This week I'm planning to order the prototype boards for the Leapfrog Filter, and it makes a good opportunity to go through some common questions beginners ask about shopping for PCBs. When you go to buy PCB production services you're typically hit with a form asking you to select which features you want, and it's not always clear what the consequences of the different answers may be. In this entry I go through some of those options, and give some other notes on shopping for PCBs.

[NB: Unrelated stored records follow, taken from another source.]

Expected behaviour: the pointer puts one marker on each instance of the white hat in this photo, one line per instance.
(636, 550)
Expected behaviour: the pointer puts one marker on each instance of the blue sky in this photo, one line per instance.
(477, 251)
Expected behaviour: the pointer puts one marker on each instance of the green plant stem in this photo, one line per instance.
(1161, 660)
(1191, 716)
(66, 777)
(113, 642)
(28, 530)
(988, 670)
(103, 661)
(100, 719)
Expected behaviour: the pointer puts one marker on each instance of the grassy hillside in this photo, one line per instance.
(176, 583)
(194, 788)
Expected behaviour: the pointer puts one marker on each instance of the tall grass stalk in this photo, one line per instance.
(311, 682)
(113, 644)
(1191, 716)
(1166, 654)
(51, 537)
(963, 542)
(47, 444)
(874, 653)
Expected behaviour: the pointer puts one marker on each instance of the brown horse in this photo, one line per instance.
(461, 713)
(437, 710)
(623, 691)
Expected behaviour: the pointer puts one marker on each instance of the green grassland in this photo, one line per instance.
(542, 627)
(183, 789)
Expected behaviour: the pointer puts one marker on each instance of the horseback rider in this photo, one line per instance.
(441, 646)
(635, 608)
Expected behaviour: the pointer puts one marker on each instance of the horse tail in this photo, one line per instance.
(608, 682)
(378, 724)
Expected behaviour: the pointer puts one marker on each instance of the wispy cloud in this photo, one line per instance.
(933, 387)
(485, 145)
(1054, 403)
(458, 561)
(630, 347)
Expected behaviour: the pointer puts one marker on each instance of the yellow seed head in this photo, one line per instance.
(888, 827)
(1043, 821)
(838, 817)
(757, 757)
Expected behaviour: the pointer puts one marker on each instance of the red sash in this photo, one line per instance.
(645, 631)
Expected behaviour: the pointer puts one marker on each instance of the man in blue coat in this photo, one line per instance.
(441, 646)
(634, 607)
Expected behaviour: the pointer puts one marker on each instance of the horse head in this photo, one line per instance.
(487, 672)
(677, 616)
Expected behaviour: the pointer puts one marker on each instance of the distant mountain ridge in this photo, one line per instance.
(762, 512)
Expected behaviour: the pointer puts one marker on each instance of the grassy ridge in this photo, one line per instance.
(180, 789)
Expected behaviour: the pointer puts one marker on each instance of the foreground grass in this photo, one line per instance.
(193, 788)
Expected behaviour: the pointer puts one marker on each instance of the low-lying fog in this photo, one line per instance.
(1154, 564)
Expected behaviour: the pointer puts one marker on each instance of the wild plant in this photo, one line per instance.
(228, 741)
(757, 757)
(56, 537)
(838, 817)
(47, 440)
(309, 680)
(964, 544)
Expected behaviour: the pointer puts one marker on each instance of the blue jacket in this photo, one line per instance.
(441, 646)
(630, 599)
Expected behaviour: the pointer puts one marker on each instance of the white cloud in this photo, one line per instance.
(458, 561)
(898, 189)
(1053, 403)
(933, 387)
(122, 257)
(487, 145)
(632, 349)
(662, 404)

First of all, note that PCBs in this context are Printed Circuit Boards, the (nowadays usually fibreglass laminated with metal and plastic) boards on which components are mounted in electronic equipment. Don't confuse circuit boards with Polychlorinated Biphenyls, the other kind of PCBs - those are a category of highly toxic oily substances which historically were also used in electronics and electrical systems, mostly for insulation in capacitors and cooling in power transformers. The oil kind of PCBs are especially nasty because in addition to being toxic, they don't break down easily, so once they contaminate a site it can be very difficult to clean it up. Back in The Day, you could actually buy PCB-insulated capacitors at Radio Shack ("Dykanol A" capacitors, page 96 in the linked catalog from 1957), and you may still find them in some old equipment. I've even seen them pulled from old equipment and listed on eBay for use as replacements, which is almost certainly illegal - if you're unlucky enough to come into possession of one today, you're obligated to dispose of it as hazardous waste, not sell it to the unwary.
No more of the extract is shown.